The factored representation that BURAP uses is the object-oriented MDP (OO-MDP), which rather than representing states by a set of attributes, states are represented by a set of objects. Each object belongs to an object class, and each object class has an associated set of attributes. Each attribute can be of a different type with its own value domain. An object in a state is simply a value assignment to its class' attributes. In our grid world, we can define an "agent" class that has two integer attributes associated with it with a value domain spanning the width and height of the grid world. In this definition, a state would contain an object instance belonging to the agent class with a value assignment specifying the agent's x and y position.
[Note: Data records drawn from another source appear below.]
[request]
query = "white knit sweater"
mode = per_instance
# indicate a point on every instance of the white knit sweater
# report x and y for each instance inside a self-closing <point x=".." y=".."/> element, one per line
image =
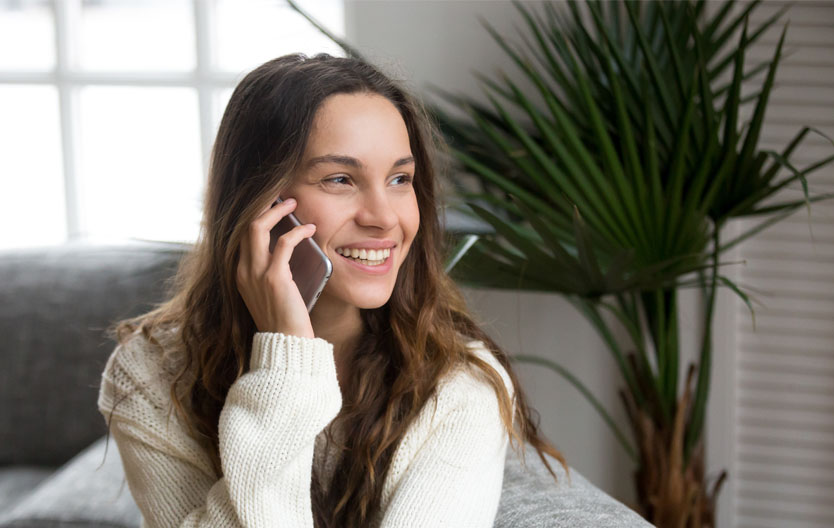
<point x="447" y="471"/>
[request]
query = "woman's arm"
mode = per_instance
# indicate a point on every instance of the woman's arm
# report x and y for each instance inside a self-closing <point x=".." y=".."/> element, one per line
<point x="267" y="432"/>
<point x="454" y="477"/>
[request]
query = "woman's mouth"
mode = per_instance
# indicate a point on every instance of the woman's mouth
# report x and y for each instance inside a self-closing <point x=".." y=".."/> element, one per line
<point x="371" y="257"/>
<point x="374" y="261"/>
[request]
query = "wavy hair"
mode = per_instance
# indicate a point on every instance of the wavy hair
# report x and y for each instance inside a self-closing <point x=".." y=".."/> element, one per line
<point x="423" y="328"/>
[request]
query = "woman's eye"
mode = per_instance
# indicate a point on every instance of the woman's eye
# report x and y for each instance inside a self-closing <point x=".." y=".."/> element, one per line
<point x="405" y="178"/>
<point x="335" y="179"/>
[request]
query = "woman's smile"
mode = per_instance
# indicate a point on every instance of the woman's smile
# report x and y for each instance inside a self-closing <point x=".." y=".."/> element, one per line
<point x="374" y="264"/>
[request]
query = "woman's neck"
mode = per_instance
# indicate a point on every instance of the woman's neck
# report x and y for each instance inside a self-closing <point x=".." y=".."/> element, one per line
<point x="340" y="324"/>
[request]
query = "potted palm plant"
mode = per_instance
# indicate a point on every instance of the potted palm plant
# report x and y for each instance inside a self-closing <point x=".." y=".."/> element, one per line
<point x="614" y="188"/>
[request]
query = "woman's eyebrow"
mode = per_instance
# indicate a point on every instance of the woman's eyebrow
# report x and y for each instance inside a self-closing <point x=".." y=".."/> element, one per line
<point x="351" y="162"/>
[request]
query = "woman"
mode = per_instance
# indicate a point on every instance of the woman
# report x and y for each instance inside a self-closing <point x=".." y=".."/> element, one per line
<point x="386" y="405"/>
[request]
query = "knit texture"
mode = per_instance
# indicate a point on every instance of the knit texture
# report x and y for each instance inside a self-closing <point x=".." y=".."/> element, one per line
<point x="447" y="470"/>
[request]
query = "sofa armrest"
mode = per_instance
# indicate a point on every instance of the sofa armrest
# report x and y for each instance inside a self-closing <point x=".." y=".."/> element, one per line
<point x="532" y="498"/>
<point x="88" y="491"/>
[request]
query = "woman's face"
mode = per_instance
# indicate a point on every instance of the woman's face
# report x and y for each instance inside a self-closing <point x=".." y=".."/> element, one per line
<point x="355" y="185"/>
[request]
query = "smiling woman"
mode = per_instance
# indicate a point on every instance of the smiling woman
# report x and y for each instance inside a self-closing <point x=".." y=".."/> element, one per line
<point x="386" y="405"/>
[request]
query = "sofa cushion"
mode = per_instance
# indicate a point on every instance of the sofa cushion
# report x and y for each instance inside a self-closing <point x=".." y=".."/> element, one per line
<point x="55" y="303"/>
<point x="531" y="497"/>
<point x="17" y="481"/>
<point x="90" y="490"/>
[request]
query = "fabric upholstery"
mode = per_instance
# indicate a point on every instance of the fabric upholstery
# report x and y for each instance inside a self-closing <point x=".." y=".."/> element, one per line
<point x="90" y="491"/>
<point x="55" y="303"/>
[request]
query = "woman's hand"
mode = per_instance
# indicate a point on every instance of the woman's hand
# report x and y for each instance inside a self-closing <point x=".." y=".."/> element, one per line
<point x="264" y="279"/>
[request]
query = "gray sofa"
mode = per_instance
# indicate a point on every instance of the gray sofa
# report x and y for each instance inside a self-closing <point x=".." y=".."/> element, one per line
<point x="57" y="467"/>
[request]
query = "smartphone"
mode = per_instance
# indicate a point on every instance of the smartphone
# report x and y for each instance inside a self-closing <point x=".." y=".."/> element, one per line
<point x="309" y="265"/>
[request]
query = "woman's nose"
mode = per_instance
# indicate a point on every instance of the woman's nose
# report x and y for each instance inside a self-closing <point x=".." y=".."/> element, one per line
<point x="376" y="210"/>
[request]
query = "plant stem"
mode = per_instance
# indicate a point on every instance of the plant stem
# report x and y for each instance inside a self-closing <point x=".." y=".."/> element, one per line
<point x="693" y="433"/>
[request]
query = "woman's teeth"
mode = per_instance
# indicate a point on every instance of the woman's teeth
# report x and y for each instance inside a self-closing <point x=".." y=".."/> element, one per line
<point x="369" y="257"/>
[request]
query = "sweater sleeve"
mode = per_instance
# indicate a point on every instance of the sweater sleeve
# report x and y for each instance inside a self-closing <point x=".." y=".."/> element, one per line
<point x="267" y="430"/>
<point x="456" y="474"/>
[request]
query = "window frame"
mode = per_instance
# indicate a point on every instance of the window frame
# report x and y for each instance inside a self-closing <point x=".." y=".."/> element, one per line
<point x="208" y="80"/>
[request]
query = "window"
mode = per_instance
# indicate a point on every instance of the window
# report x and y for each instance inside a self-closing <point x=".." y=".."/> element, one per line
<point x="109" y="107"/>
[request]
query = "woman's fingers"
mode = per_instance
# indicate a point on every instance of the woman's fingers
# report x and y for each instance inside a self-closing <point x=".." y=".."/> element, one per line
<point x="286" y="243"/>
<point x="258" y="235"/>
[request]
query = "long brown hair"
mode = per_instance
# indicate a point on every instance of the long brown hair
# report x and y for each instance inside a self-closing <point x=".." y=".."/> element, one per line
<point x="423" y="328"/>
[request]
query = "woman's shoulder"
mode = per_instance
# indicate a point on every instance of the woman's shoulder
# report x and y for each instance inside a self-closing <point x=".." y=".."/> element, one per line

Although grid worlds are simple enough to describe without using an OO-MDP representation, there are a number of reasons why the OO-MDP representation is useful. For example, it's trivial to define transition dynamics that create new objects in the world or remove them, merely by having the objects added or removed from the list of objects present in a state. If there are multiple objects belonging to the same class, states can also be defined invariantly to the identifier or order of the objects in the state. We call this kind of invariance object identifier independence. For example, consider a state (s0) made up of two block objects (block0 and block1) that are each defined by spatial position information (an x and y attribute). Now imagine a new state (s1) that is the result of swapping the positions of block0 and block1. Even though the object identifiers associated with the block positions (block0 and block1) are different between s0 and s1, these really are the same state and when equality is object identifier independent they will be considered equal. The below illustration helps clarify this property.
BURLAP supports both object idenitifer independence and dependence, depending on your needs. See the Basic Planning and Learning Tutorial for more information on using object identifier independence.
Another advantage to the OO-MDP paradigm is that it leverages the object-oriented nature to provide additional high-level state features in the form of propositional functions that operate on objects in the world. In our grid world, we can introduce an additional object class for location objects (similarly defined by x,y position attributes) and then define a propositional function called "at" that operates on the agent object and a location object and evaluates to true when they are in the same location. Including propositional functions is useful for bridging the gap between MDPs and more classic AI approaches that are based on logical representations. In this tutorial we will implement the "at" propositional function in our grid world to demonstrate how to create them.
Because State and ObjectInstance are interfaces, you must choose a specific implementaiton that handles how they manage memory and datastructures for storing the information. All the included Domain's in BURLAP make use of the MutableState and MuableObjectInstance implemenations, which is a good place to start. However, if your domain is computationally demanding, you may want to consider writing your own implementation that handles memory and allows access to information in the most efficient way possible.